Haile Menkerios, the UN special envoy to Sudan, says: "The needs are everywhere and tremendous. It's a new government and a new state. It will be critical to encourage those in the diaspora who have the capacity to return back home instead of providing experts from abroad."
At the same time, the problems they find when they return home will challenge their euphoria about independence, Mr Menkerios said, ticking off the lack of jobs, medical services and education.
Dhieu-Deng Leek, a lost boy who became a rights activist for Sudanese in New York, said southern Sudan must tackle poverty and ethnic strife by harnessing its mineral and agricultural wealth.
"It's about Africans helping Africans," he said via telephone from the planned capital, Juba during one of his frequent visits. "Sudanese from the West are the first group to come back. Now we need more to attend universities in the UK, US and Canada. We need to learn how to fish, grow crops, get loans and join world trade."
Mr Leek, who worked 60-hour weeks as a security guard to pay his way through college and adopted an American name, John Dau, opened a medical clinic in his native Duk County in 2007. The clinic has provided medical treatment to some 41,000 people, including members of the rival Dinka and Neura tribes.

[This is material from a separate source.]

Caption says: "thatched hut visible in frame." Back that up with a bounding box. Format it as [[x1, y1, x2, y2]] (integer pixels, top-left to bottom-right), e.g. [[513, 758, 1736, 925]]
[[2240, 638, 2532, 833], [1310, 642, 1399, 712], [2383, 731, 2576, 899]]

Although Sudan's president, Omar al Bashir, says the Khartoum government has accepted the referendum results, key issues remain unresolved between north and south, especially control of the oil-rich region of Abyei.
Abraham Nhial, a former lost boy who now serves as the Anglican bishop of a diocese in southern Sudan, fears the tensions over Abyei could trigger wider fighting.
Bishop Nhial, 34, who earned his theology degree at Trinity School for Ministry in Pennsylvania and returned to southern Sudan last year, says: "We must put more pressure on Bashir so he will accept Abyei to have its own referendum."